Ukie relaunches AskAboutGames with VSC Rating Board

Ukie and the VSC Rating Board have re-launched age rating site, The two organisations will jointly run and fund the website, which contains information about PEGI age ratings, online safety insight, advice on family-friendly games and tips on how to use parental controls effectively.

Heading up the newly re-launched AskAboutGames is journalist Will Freeman, who previously edited MCV’s sister magazine Develop, and has since gone on to write for The Guardian, The Observer, Vice, Edge and Eurogamer.

Dr Jo Twist OBE, CEO of Ukie,commented: Making sense of games relies on people being able to access the right information, and knowing how to use it effectively. AskAboutGames is here to ensure that parents, families, educators and more can make informed decisions on how to keep their children safe online, which has always been a top priority for the games industry.

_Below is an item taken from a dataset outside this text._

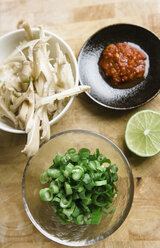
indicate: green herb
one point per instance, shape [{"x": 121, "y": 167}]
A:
[{"x": 81, "y": 186}]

"The VSC Rating Board and Will are the perfect partners for the project as between them they have a world of knowledge about family-friendly games and PEGI ratings, and we look forward to working together to really promote online health for players of all ages."

Ian Rice, director general of the VSC Rating Board, added: Our goal is for parents and carers to be able to make informed decisions when buying games.Supporting AskAboutGames helps us reach a much greater audience, meaning that in this time of heightened concern about eSafety, more parents can be confident they are making the right choices towards keeping their children safe and happy online.

Freeman said:"I’m thrilled to get on board with AskAboutGames for at least two reasons. Firstly, I adore sharing the potential of games with people, and AskAboutGames is a brilliant way of doing just that. Secondly, the diversity of the game medium’s content today is perhaps the best thing about it.

"That does mean, however, that we have to be careful and responsible in making sure game content is appropriate to the audiences that consume it. Game age ratings are not a matter of stifling or censoring the medium; quite the opposite, in fact. Knowledge is power, and information about game content gives audiences, industry and games themselves the potential to flourish all the more.”